1. Trig Identity

Verify:
Sin(α/3)Cos(α/3)=.5Sin(2α/3)

2. Use the sine double-angle identity.
\begin{aligned}
\tfrac{1}{2}\sin \left(\tfrac{2\alpha}{3} \right) &= \tfrac{1}{2}\sin \left(2 \cdot \tfrac{\alpha}{3} \right) \\
&= \tfrac{1}{2} \cdot 2 \sin \left(\tfrac{\alpha}{3} \right) \cos \left(\tfrac{\alpha}{3} \right) \\
&= \sin \left(\tfrac{\alpha}{3} \right) \cos \left(\tfrac{\alpha}{3} \right)
\end{aligned}

3. Originally Posted by eumyang
Use the sine double-angle identity.
\begin{aligned}
\tfrac{1}{2}\sin \left(\tfrac{2\alpha}{3} \right) &= \tfrac{1}{2}\sin \left(2 \cdot \tfrac{\alpha}{3} \right) \\
&= \tfrac{1}{2} \cdot 2 \sin \left(\tfrac{\alpha}{3} \right) \cos \left(\tfrac{\alpha}{3} \right) \\
&= \sin \left(\tfrac{\alpha}{3} \right) \cos \left(\tfrac{\alpha}{3} \right)
\end{aligned}
In the second step how did you get Cos to appear?

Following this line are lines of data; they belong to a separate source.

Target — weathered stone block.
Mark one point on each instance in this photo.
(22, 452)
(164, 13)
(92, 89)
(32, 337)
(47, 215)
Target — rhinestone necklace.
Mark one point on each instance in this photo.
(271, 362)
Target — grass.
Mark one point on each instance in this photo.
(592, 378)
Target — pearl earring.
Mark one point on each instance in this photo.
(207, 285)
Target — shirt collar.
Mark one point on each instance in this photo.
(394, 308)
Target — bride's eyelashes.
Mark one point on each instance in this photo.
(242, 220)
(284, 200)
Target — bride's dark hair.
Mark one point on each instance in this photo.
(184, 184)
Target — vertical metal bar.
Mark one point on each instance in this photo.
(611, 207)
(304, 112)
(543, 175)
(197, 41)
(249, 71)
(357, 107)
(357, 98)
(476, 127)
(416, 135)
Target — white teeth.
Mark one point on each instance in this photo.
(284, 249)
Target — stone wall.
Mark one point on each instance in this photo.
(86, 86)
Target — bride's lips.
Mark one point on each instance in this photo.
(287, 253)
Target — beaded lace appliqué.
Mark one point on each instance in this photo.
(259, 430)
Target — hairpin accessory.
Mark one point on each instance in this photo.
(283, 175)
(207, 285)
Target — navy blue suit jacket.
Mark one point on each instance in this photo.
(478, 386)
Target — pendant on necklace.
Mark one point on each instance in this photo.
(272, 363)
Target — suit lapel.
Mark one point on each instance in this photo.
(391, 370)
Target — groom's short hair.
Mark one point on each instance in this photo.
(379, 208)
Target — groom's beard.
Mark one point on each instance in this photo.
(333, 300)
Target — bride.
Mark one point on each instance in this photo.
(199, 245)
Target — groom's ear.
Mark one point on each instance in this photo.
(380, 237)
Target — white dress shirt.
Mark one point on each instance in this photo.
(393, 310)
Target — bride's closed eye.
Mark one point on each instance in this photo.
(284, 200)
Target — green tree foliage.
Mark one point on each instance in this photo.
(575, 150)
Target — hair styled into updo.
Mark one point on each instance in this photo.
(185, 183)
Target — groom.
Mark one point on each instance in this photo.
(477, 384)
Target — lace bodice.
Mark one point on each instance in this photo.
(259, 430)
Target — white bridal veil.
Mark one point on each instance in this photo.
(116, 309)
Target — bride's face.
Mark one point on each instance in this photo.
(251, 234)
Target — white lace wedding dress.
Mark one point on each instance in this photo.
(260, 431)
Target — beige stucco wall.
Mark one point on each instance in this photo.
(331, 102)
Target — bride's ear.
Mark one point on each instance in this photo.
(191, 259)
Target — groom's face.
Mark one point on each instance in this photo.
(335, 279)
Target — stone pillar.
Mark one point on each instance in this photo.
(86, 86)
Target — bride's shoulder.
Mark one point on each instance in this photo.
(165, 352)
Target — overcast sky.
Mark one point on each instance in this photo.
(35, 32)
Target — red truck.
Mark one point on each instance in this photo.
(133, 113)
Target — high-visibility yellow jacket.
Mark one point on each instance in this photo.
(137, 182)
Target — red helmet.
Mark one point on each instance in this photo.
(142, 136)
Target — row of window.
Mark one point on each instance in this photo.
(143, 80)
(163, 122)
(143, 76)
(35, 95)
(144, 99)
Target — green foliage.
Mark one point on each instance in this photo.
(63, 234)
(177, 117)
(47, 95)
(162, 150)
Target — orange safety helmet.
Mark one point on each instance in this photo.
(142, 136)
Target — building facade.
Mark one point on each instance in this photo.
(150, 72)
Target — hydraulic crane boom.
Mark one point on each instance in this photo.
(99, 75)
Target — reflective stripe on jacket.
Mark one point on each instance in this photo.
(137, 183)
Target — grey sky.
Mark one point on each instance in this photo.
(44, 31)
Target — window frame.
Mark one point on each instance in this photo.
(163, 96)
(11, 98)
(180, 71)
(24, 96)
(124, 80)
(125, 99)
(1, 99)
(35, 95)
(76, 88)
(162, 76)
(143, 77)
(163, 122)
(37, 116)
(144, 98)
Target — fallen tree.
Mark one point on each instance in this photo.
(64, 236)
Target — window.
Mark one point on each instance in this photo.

4. Like I said, I used the sine double angle identity:
$\sin\,2\theta = 2\sin\,\theta\,\cos\,\theta$.
You should have learned this. If not, you could still verify the problem using the sine of a sum identity instead:
$\sin\,(u + v) = \sin\,u\,\cos\,v + \cos\,u\,\sin\,v$.